Japan makes the news a lot for its quirkiness compared to western standards. Some of the rumors are true, though many of them exist in very isolated incidents. Unfortunately, to save face, some of the best quirks about Japan are slowly being run out, in part to "fix" Japan's image for the upcoming Olympics.
One of the things people talk about when describing Japan is the accomodations. Space is at a premium, and in major cities, capsule hotels popped up as a place for stranded businessmen to crash after missing the last train.
*I stayed in what I think was a capsule hotel in Kyushu, although my "capsule" was actually a private room, and I didn't see any actual capsules during my visit.
Capsule hotels will have bathing facilities of some sort. A tall but narrow locker designed to hold a single day's worth of business clothes is provided to guests; I was able to fit an extra change of clothes inside and store my partially-full backpack (underwear, toiletries, small souvenirs) at the bottom of the locker.
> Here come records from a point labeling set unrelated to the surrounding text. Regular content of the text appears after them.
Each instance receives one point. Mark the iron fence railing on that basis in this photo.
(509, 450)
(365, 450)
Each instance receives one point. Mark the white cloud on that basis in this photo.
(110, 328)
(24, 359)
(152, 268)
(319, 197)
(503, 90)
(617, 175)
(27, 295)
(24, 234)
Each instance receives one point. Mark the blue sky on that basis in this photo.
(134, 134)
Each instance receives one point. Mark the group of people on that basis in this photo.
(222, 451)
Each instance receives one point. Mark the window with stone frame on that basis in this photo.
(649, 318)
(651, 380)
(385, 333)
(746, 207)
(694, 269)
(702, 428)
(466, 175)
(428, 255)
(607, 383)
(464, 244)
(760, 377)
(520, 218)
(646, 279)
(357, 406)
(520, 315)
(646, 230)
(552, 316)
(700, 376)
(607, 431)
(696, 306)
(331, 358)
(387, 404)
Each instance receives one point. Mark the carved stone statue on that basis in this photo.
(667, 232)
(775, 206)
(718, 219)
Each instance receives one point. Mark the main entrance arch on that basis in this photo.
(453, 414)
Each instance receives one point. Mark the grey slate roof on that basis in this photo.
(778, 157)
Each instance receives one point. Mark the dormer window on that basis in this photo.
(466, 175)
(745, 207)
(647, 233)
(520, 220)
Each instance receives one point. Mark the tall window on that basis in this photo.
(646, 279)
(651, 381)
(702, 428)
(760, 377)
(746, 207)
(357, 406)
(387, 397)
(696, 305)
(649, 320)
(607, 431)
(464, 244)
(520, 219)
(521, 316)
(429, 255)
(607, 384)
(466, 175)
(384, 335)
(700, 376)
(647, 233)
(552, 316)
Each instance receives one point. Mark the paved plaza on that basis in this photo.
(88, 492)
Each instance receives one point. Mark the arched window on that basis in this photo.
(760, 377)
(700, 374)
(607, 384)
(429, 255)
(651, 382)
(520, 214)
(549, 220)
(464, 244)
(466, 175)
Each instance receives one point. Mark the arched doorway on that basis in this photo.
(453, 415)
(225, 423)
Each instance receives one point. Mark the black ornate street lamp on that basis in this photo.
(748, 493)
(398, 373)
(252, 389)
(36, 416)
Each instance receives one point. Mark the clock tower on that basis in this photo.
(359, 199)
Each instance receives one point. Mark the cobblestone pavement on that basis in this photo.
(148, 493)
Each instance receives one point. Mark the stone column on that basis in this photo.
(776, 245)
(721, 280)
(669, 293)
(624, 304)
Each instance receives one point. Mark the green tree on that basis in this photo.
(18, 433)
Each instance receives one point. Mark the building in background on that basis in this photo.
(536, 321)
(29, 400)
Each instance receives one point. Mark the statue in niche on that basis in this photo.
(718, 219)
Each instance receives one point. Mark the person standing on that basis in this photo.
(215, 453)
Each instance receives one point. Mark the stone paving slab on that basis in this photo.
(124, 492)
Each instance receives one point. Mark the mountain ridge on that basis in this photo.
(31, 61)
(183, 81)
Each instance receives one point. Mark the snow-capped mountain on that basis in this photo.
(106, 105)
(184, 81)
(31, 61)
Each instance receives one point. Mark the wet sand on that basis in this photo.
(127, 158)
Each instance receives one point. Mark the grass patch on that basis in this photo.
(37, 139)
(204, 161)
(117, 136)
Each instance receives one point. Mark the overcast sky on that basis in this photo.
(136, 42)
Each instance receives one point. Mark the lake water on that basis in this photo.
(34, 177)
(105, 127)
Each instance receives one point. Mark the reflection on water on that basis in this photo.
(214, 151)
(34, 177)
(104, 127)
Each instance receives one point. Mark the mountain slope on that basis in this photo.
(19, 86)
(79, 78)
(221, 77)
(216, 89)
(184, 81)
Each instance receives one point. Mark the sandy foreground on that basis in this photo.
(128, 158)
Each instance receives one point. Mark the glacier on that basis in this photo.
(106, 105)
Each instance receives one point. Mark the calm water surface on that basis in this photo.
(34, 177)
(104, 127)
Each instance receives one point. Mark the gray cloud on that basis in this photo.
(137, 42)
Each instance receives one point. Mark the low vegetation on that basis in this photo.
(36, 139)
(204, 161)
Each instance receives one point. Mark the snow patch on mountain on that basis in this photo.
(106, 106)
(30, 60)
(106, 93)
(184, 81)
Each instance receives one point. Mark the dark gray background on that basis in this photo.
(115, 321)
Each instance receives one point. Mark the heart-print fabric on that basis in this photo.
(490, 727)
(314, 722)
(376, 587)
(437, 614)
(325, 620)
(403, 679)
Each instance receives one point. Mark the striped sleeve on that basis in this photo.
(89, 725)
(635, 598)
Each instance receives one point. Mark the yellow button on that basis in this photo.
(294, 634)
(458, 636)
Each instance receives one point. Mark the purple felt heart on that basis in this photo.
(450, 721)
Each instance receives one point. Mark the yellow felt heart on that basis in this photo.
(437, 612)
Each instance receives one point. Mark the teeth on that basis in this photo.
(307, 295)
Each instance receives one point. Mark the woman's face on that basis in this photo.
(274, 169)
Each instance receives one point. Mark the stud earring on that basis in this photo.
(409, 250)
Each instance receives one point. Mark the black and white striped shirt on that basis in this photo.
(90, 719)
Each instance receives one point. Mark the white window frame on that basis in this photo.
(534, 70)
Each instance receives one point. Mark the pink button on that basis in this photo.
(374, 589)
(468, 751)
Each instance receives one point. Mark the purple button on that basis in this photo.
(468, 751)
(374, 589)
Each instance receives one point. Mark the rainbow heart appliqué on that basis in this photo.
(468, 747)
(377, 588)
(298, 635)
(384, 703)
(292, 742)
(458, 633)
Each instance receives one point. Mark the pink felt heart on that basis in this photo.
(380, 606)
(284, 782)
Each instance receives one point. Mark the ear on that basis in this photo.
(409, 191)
Usually, the hotels can arrange for storage of larger luggage, but it may not be secure.
Capsule hotels usually (but not always) have spa facilities to go along with the bathing/showering areas. They could just be a hot bath to soak in after cleaning. Spa Safro was a full-service spa; I could use the baths, jacuzzi, and saunas in addition to the cleaning areas. There were massage areas as well but those were additional fee luxuries.
Most capsule hotels are male-only, for obvious safety reasons. But some have women-only floors as well, including Spa Saffro - they have women's spa services too. As for cost, it's been my experience that a night will run 3000-4000 yen, which may seem expensive for a bed. But business hotels (small-room versions of western hotels) tend to cost 5000-8000 yen per night. Cheaper but usually less-comfortable alternatives include karaoke boxes and internet or comic cafes.
|not my image|
|not my image|
Capsule hotels may not be very cheap, but they provide a good night's sleep and bathing facilities (including toothbrushes, shaving tools, and more - most guests come with only the clothes on their back). And, for now, they remain an only-in-Japan option. But if you'd stay in a hostel, how is this any worse?